Kostelanska, Marta, Hajslova, Jana, Zachariasova, Milena, Malachova, Alexandra, Kalachova, Kamila, Poustka, Jan, Fiala, Jaromir, Scott, Peter M., Berthiller, Franz, Krska, Rudolf
Journal of agricultural and food chemistry 2009 v.57 no.8 pp. 3187-3194
deoxynivalenol, glucosides, food contamination, beers, malt, malting barley
Since deoxynivalenol (DON), the main representative of Fusarium toxic secondary metabolites, is a relatively common natural contaminant in barley, its traces can be detected in many commercial beers. Our previous study reporting for the first time the occurrence of relatively high levels of DON-3-glucoside (DON-3-Glc) in malt and beer prepared from relatively “clean” barley (semiscale experimental conditions) induced a follow-up investigation focused on this DON conjugate in commercial beers. The current survey involving in total 176 beers, representing different brands, and collected at various markets, has documented a ubiquitous occurrence of DON-3-Glc in this product. Its levels even exceeded that of free DON in some samples; the highest level found was 37 μg/L. In addition to glucosylated DON, its acetylated forms (ADONs) were also common contaminants in most of the beers. Generally, stronger beers (higher alcohol content) tended to contain higher levels of DON and its conjugates.
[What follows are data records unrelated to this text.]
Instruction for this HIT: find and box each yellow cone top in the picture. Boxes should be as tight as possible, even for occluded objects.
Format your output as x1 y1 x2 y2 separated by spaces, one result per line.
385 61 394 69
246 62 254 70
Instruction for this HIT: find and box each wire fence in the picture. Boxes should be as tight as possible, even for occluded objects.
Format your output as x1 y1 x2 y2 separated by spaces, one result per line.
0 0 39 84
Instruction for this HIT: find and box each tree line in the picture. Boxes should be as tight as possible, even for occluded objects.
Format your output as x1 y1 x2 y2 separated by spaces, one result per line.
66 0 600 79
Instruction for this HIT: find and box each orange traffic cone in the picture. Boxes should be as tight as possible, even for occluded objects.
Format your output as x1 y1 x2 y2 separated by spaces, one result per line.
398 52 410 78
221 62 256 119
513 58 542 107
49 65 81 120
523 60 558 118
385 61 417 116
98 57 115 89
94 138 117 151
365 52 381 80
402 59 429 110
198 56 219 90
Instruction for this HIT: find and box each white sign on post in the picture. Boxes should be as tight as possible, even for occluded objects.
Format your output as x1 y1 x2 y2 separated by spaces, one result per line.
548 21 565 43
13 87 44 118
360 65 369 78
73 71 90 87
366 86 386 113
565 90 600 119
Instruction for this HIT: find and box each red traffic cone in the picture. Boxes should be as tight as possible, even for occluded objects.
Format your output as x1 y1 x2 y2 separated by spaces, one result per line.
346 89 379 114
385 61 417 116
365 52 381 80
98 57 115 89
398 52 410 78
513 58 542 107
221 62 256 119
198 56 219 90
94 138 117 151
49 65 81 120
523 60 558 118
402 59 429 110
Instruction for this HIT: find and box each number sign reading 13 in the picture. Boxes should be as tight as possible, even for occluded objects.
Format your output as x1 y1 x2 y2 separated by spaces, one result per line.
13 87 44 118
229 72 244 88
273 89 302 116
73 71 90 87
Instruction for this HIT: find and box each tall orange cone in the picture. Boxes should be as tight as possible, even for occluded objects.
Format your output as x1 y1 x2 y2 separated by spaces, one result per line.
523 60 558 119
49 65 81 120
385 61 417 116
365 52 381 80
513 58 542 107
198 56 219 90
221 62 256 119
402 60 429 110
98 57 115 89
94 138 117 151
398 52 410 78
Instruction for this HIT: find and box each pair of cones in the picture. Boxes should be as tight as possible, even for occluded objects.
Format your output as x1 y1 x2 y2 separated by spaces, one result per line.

No distinct relationship between the contamination of malt and beer was observed in samples collected from several breweries. Attention was also paid to comparison of data on malts obtained by LC-MS/MS and ELISA DON-dedicated kits. The latter provided apparently higher levels of DON, the most distinct difference being observed for malts processed at higher temperatures (caramel and roasted malts). The nature of this phenomenon has not yet been explained; in addition to cross-reacting species, other factors, such as the higher content of dark pigment, can also be the cause.